Theo was also a well developed character that didn't feel like a typical romance hero. He is a wastrel son and acts like it. But not in the dissipated, don't-give-a-damn alpha hero way. But rather in the way a spoiled heir would behave. He has no discernible skills but his father exiles him to their Sussex estate to make him grow up a little. Underneath it all he is a good person who through the book learns responsibility. He is also warm and approachable. And while you might sometimes wonder at the ease in which he enters into a bargain with a total stranger to make a baby, you are never in doubt of his sincerity in trying to connect with the heroine on both a physical and emotional level.
And therein lies what I think is one of the more problematic issues with the novel. The heroine Martha. In some ways she is a great character construct. She is somewhat of a reformer, believing in education of women and the bettering of the poor. She is high minded and somewhat of a rigid moralist (the whole conceive-a-baby-and-pass-it-off-as-your-dead-husband's-to-keep-an-estate scheme notwithstanding). I really didn't mind the more rigid aspects of her personality or even the prickliness of her nature, necessarily. But Somehow everything added up to her being a very distant person who I found to be hard to really like. I really tried to put my finger on why I found it so difficult to warm to her. In the end I think it is because her inner dialogue and thoughts didn't really let me in
. Her private thoughts were just as distancing as her external actions. So as a reader I couldn't really get in sympathy with her.
There was also a layer of hypocrisy there as well. Truthfully Martha does acknowledge this, but still, I couldn't help but dislike the fact that she felt very moralistic and judgey regarding Theo's attempts to actually get her to enjoy sex. She couldn't like having sex because that would be wrong. But propositioning a stranger to get you pregnant to steal an inheritance was ok?
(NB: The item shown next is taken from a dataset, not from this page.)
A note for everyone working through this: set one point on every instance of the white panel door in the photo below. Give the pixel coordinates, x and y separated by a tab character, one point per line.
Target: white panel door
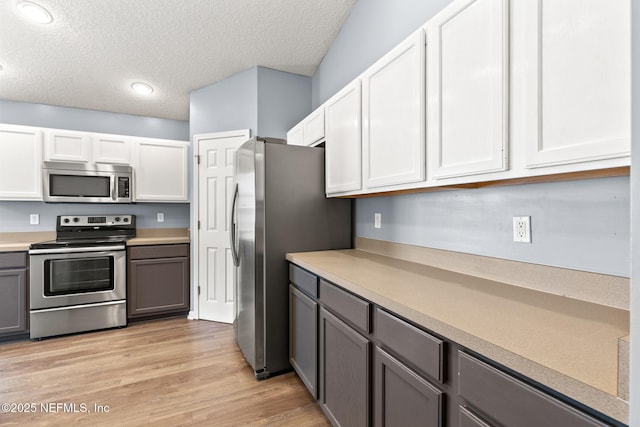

My other main issue with the book is the pacing. The lion's share of the book took too much time with Martha being distant & moral and judgey and with Theo trying his mighty best to thaw her out. It was sometimes uncomfortable to read about her unbending will to stay unaffected and his disappointment in his efforts. It had the effect of making the book feel like it was standing still. The bedroom scenes served to stall the forward momentum because it seems like Theo was making no progress whatsoever.
When Martha gets into the groove, begins to enjoy herself and actually has an orgasm (finally!), I noticed only about 77 pages left in the book. But it was as if that opened up a dam or something because those last 77 pages moved much better than the first 269 pages. The pace crackled, events got exciting, I couldn't wait to see how the whole plan turned out. While I struggled a bit to get into that first part of the book, that last bit became a real page turner.
I liked how things did turn out and I liked the ending. So while this book didn't work for me on some levels, I would definitely look for future books by this writer.